I didn't do it a lot at first (because I didn't have a car to go get it). I did one 4 ounce bottle a couple times a month.
Things got out of control when I got my driver’s license. I had a job to buy the cough syrup, a car to get the cough syrup, and trusting parents. I consistently did it 3-4 times a week (4-8oz a day).
There were times when I would spend two months just binging on DXM. I would start out with 4 ounces a day but my tolerance grew and I worked my way up to 8+ ounces a day. One time I drank 24 ounces.

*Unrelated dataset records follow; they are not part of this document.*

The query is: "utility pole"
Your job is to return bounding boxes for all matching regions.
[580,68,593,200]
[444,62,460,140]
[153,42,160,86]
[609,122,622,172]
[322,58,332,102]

I wasn’t thinking about side effects, I just needed to get away from everything. I figured that I had done enough damage to my body that there was no point in quitting.
I really didn't feel negative side affects until into the 3rd year of my addiction. I would get sharp pains in my chest and I was 20lbs underweight.
When I turned 21, I would constantly drink alcohol with cough syrup. It intensified the trip and the cough syrup was my remedy for hangovers. They went hand in hand for me.
I finally wanted to quit after 7 years and I tried quitting more times than I could count. I would get up to 3 days sober and life would feel unbearable and I would look for justification to do it again (usually for energy).
After 8 years (August 2008), I was through letting DXM control my life. I finally quit cold turkey. It WAS the hardest obstacle I have ever had to overcome. It has been almost a year since the last time I tripped and I am still fighting cravings to this day. My speech is slurred when I get flustered; I have issues with anxiety, extreme paranoia, fatigue, depression, chest pains. My memory is shot and I have a hard time finding the words I’m trying to say.
I can’t go back to prevent my life from taking this path, but I can learn from it and move forward from there.
Please take my advice and stay away from DXM and all other drugs especially if you have an addictive personality like I do.
Just for the record, I've never met DMX :)
And...I'll be honest, if you're really desperate to get high, inform yourself and use something besides DXM. There are a lot more safer ways. And if you're worried about getting addicted, the best thing is to NOT do it at all!